最後まで矛盾なく
目撃者の証言がモリソン博士の懐疑的な態度に挑むに足りなかったように、彼もまた、弟子たちの行動に困惑していました。歴史家、心理学者、懐疑論者を一様に困惑させた歴史の一事実は、この11人の元臆病者たちが屈辱や拷問や死の苦しみを恐れず、むしろそれを喜びと感じるようになりました。イエスの弟子たちのうち一人を除いて、殉教者として殺されました。彼らが死体を移動させたのを知りながら、一つの嘘のためにそこまでやったと思いますか?
9月11日のテロのイスラム殉教者は誤った動機で死ぬ人がいることを証明しました。それにもかかわらず、周知の嘘のために自分から進んで殉教するのは狂気の沙汰としか思えません。ポール・リトルが書いたように、「本当はそれが間違ってるかもしれないとしても、人は自分が真実だと信じたことのためなら死ねるだろう。しかしながら、嘘だとわかってることのためには死なないものだ。」[26]イエスの弟子たちは、彼らの指導者が生きていたという純粋な信念とともに、一貫性のある方法で行動しました。

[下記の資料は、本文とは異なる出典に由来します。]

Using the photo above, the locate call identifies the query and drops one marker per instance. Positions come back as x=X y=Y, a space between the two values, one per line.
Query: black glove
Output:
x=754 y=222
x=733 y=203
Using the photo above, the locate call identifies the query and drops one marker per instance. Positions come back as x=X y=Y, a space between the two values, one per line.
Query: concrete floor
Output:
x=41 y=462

弟子達が何故、周知の嘘のために喜んで死ぬのか、的確に説明できた人はいません。しかし、彼らがみんなでイエスの復活について嘘をつくことを企てたのだとしても、金や地位のために裏切るものが一人もいないまま、何十年もの間どうやって陰謀を保ち続けることができたのでしょうか?モアランド氏は、「個人の利益のために嘘をつく人は、ずっと一緒に行動することはないし、困難が利益を減少させる場合はなおさらだ」と記しています。[27]
ニクソン大統領の政権の期間にウォーターゲートのスキャンダルに関与していたチャック・コルソンは、数人の人が一つの嘘を長期間にわたって維持することの難しさを指摘しています。

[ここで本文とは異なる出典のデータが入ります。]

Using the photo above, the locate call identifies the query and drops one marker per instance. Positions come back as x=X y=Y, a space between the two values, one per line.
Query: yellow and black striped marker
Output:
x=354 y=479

「私は復活が事実だったとわかっているし、ウォーターゲート事件がそれを証明してくれた。どのように証明したか?なぜなら、12人がイエスがよみがえったのをこの目でみたと証言し、40年間もの間一度もそれを否定することなく、その真実を明らかにしていた。それぞれが痛めつけられ、拷問にかけられ、石打ちで殺され、牢に入れられた。もしイエスの復活が真実でなかったなら、それに耐えることはなかっただろう。ウォーターゲート事件は世界において最も権力のある12人を巻き込み、そして彼らは一つの嘘を3週間つき通すことができなかった。なのに、12人の使徒が40年間も嘘をつき通すことができたっていうのかい?絶対に不可能だ」[28]

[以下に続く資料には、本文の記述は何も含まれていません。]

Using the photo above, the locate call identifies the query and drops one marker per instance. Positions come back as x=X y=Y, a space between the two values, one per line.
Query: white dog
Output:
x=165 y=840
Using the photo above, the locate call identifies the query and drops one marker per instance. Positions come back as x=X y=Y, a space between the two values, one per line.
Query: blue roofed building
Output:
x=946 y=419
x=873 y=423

これらの男女にとって何もかも変えた出来事があったのです。モリソン博士は次のことを認めています。「この問題にたどりついた者はみな、遅かれ早かれ、言い逃れできない事実に直面しなければならない。この事実とは、深い信念、つまり【イエスが墓からよみがえったという事実を証言する変化】が小さな集団の人々に生じたことです。